This morning, I was looking into my medicine cabinet mirror (not for long; I’m not vain in the morning), when the word “steroid” popped up in my head.
In that medicine cabinet were several steroid-based medications which have made my life much more comfortable, if not saved my life entirely. One of them is a prednisone eye drop which I use whenever I have an outbreak of a heretofore unknown eye inflamnation called uveitist. (I’m not sure where my uveas lurk and opthalmologists have no idea why this happens.) Never mind all our ignorance: without the drops, my eye(s) would be painful and possibly worse as days go by. With the drops, the pain goes away immediately and the inflammation whittles down and disappears in a few weeks.
Prednisone was the drug my father took during his emphysema. It extended his life.
And then I’ve got this chronic lung condition called bronchiectasis. It’s not terminal and is manageable with a variety of drugs, some of which may contain cortisteroids.

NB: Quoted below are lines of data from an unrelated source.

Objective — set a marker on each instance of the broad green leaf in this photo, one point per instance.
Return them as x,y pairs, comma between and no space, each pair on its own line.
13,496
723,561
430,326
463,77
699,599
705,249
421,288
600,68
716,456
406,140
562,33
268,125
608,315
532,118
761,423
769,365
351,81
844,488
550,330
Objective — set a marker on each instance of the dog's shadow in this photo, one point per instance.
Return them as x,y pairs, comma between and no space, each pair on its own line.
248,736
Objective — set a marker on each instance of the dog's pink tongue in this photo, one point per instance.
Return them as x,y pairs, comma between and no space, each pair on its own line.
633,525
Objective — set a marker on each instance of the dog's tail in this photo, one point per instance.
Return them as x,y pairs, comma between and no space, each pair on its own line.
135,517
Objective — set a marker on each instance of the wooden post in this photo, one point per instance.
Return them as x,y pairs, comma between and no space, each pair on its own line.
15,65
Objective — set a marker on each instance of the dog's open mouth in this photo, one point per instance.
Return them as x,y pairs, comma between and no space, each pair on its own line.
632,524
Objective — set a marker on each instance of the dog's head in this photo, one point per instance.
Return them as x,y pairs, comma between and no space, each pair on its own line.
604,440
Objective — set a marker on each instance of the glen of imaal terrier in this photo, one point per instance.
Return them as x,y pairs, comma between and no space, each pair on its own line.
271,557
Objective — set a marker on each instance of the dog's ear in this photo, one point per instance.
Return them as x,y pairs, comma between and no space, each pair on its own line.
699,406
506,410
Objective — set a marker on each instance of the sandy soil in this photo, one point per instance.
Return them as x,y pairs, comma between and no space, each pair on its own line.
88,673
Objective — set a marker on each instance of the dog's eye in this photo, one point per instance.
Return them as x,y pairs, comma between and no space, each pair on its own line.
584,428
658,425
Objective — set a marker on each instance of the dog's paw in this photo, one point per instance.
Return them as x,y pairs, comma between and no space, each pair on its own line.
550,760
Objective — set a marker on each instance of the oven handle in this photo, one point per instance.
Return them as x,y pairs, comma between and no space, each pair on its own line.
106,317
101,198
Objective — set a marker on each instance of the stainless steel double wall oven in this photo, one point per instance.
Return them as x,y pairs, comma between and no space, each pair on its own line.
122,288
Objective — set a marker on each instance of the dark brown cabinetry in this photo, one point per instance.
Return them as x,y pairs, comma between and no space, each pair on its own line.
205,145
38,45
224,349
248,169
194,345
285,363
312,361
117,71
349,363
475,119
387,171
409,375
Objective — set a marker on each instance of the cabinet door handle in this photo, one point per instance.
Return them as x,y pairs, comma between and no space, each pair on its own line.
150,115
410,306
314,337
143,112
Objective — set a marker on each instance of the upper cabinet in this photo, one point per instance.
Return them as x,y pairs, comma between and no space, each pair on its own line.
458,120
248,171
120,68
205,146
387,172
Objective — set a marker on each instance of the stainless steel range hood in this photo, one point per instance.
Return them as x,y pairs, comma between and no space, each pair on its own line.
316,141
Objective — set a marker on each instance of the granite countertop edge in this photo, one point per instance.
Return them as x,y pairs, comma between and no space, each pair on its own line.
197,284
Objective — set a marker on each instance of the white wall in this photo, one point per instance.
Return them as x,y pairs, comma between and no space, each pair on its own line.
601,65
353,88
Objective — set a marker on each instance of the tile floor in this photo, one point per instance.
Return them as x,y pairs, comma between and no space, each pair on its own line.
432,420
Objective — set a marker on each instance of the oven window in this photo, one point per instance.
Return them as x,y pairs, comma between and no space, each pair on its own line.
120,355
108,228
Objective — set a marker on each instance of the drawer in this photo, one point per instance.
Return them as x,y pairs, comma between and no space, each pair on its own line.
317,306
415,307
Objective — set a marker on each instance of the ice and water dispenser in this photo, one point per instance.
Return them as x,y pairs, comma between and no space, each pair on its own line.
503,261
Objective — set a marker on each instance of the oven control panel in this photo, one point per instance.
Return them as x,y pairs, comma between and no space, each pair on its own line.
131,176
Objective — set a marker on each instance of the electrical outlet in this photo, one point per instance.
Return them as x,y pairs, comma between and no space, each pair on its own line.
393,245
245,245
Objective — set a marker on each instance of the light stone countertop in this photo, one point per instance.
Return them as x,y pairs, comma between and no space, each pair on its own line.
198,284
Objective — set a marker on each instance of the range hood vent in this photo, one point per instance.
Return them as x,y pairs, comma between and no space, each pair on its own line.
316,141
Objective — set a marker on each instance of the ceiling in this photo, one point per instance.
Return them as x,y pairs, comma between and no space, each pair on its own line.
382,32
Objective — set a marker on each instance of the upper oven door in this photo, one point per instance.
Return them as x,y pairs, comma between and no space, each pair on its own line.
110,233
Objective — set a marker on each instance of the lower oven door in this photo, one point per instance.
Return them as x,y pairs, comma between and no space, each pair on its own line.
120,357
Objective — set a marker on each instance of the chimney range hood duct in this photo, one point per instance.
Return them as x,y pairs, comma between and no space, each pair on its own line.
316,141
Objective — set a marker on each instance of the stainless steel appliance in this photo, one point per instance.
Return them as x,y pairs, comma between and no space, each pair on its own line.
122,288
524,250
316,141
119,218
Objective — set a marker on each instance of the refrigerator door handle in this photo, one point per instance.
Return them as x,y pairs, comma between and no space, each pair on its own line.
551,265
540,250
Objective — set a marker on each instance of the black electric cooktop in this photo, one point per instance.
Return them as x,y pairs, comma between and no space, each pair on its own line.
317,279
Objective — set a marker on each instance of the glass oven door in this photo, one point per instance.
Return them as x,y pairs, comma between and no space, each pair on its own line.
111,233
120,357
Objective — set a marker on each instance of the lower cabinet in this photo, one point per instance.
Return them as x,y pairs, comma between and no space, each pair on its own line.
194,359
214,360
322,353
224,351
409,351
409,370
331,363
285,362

So I started thinking, geez, steroids are sort of miracle drugs! How many people do I know who take them?
And the thought which naturally followed (because I’m a curious person and want to know these things) was: who developed steroids?
Perplexity.com answered my call. It was Percy Lavon Julian, an African-American scientist who managed to derive many vital drugs despite living with such vile racism he could not find a place to eat in the mostly white town where he first went to college.
I both honor Dr. Julian and thank him.